Binar 1

58 8 8
                                    


Assalamualaikum Ramadhan
Namamu menggetarkan jiwa
Hari-harimu mengajarkanku arti bersabar
Perisai  kerasnya dunia
Dari kelamnya hati, bermuram durja
Jiwa nelangsa  yang terlalu berharap pada dunia

Nabintang Libra


"Dul, gak pulang ke Banten? Sahur pertama bareng keluarga!" ucap Jodi dari dapur.

"Kamu gak kangen sama adikmu Mirna, Dul!" lanjutnya.

Tidak ada jawaban. Dul hanya menatap kosong ke arah dapur yang tidak memiliki daun pintu.

"Lebih baik pulang, Dul. Tengok kabar adikmu!" Jodi memberikan semangkuk mie dan sepiring nasi di atas pangkuan Dul, yang sedari tadi sedang melamun.

"Habiskan nasinya, yak, Dul!" serunya,  sembari menarik kursi yang terbuat dari rotan untuk dia duduki.

"Bang, kenapa nasinya sebanyak ini? Mie saja sudah cukup, Bang!" Dul memandangi nasinya lekat-lekat.

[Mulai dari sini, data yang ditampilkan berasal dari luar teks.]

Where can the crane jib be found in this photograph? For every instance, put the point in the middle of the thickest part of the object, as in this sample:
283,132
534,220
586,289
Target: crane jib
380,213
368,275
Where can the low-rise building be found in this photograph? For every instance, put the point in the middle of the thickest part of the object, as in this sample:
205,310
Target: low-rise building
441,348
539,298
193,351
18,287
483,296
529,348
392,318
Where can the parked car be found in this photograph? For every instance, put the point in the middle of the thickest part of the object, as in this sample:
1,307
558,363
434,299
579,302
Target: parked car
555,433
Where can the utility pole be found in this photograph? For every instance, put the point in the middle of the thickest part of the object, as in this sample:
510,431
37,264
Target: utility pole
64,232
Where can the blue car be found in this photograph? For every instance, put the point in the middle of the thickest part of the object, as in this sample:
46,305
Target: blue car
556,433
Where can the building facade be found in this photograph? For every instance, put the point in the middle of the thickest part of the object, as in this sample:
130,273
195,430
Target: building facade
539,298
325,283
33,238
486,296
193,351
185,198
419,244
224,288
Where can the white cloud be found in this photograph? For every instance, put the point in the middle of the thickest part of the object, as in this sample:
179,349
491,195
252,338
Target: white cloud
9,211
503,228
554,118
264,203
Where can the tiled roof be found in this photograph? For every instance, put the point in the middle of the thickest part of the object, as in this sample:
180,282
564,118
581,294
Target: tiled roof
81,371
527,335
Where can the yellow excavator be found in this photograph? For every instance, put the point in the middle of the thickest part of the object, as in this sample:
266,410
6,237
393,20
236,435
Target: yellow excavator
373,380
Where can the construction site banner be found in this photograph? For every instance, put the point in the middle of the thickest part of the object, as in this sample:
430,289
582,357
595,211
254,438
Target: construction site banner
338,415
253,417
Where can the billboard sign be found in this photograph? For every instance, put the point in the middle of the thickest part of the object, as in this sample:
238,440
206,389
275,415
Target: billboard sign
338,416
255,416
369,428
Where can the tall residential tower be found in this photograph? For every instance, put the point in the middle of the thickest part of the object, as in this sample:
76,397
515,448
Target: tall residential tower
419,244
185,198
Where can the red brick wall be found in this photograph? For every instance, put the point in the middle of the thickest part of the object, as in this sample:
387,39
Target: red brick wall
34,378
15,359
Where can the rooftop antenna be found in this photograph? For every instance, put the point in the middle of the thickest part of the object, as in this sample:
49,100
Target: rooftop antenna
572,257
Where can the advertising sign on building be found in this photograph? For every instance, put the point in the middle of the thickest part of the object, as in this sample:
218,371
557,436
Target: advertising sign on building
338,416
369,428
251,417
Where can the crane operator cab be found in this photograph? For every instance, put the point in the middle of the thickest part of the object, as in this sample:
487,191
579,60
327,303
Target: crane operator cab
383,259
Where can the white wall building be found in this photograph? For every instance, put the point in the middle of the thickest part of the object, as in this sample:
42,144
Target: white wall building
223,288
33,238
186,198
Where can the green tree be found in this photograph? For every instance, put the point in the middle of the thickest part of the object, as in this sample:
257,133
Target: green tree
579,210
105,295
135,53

Jodi, geram menatapnya. " Dul, jangan coba-coba mengalihkan topik pembicaraanku!"

"Yang mana, Bang?" Suapan nasi pertama nyaris melintas sempurna ke mulutnya. tapi, Jodi menepisnya.

Dul menarik napas panjang mendapat perbuatan Jodi. "Aku tidak mau pulang ke Banten, Bang. Lagi pula kemarin Mirna menelpon, dia bilang baik-baik saja!"

"Tapi,  kan adikmu itu hanya menumpang pada bibimu, manalah tau dia sedang sakit atau sedang merindukan abangnya. Kau jangan memikirkan dirimu sendiri, kasihan Mirna."

"Kau tahu apa tentangku, Bang? Kita baru kenal kurang lebih dua bulan, kau masih orang asing bagiku!" ujarnya.

Jodi beranjak dari kursi, membawa sepiring nasi dan semangkuk mie miliknya untuk pergi ke dapur.

"Habiskan sarapannya Dul, tidak baik kau teriak-teriak di depan makanan!"

"Dia duluan yang membuatku berbicara keras, kenapa dia yang mengajariku untuk diam? Dasar aneh ..." gumamnya.

Ruang kontrakan yang sempit itu lenggang seketika, hanya terdengar suara sendok yang beradu pada mangkuk kramik milik Dul.

Dul melambatkan kunyahan di mulutnya. Merenungi perkataan singkat Jodi yang menampar batinnya. Dul terlalu emosioanl menanggapi Jodi yang keras. Keras bukan berarti, Jodi orang yang jahat, justru dia lah yang menolong kelamnya hidup Dul.

Dua bulan lalu saat di keroyok oleh masa karena ketahuan mencuri uang dalam kotak amal di Masjid.

Kalau saja Jodi dan Ustadz tidak sedang berada di sana, mungkin hidupnya sekarang berada di dalam jeruji besi penjara. Bersama para penjahat yang profesinya berbeda-beda, mungkin pembunuh, pencuri, penipu, pembegal bahkan koruptor.

Jodi adalah non-Muslim. Perantau dari kota Medan. Sudah tiga tahun dia berada di  kota Jakarta. Jodi di usir saudara-saudaranya.

Di usia dua puluh empat tahun. Tiga hari setelah ibunya meninggal karena penyakit stroke yang di deritanya selama lima tahun terakhir.

Jodi diusir karena alasan masih saja menganggur. Ke empat kakak lelakinya merasa iri, karena Jodi enak-enakan menganggur di rumah sedangkan ke empat kakaknya banting tulang mencari uang untuk pengobatan sang ibu.

Padahal selama bertahun-tahun Jodi lah yang mengurus ibunya yang sakit dan pekerjaan rumah.

Dua bulan Jodi menjadi gelandang,  yang akhirnya di temukan oleh marbut Masjid dalam keadaan demam tinggi di jalan dekat pasar.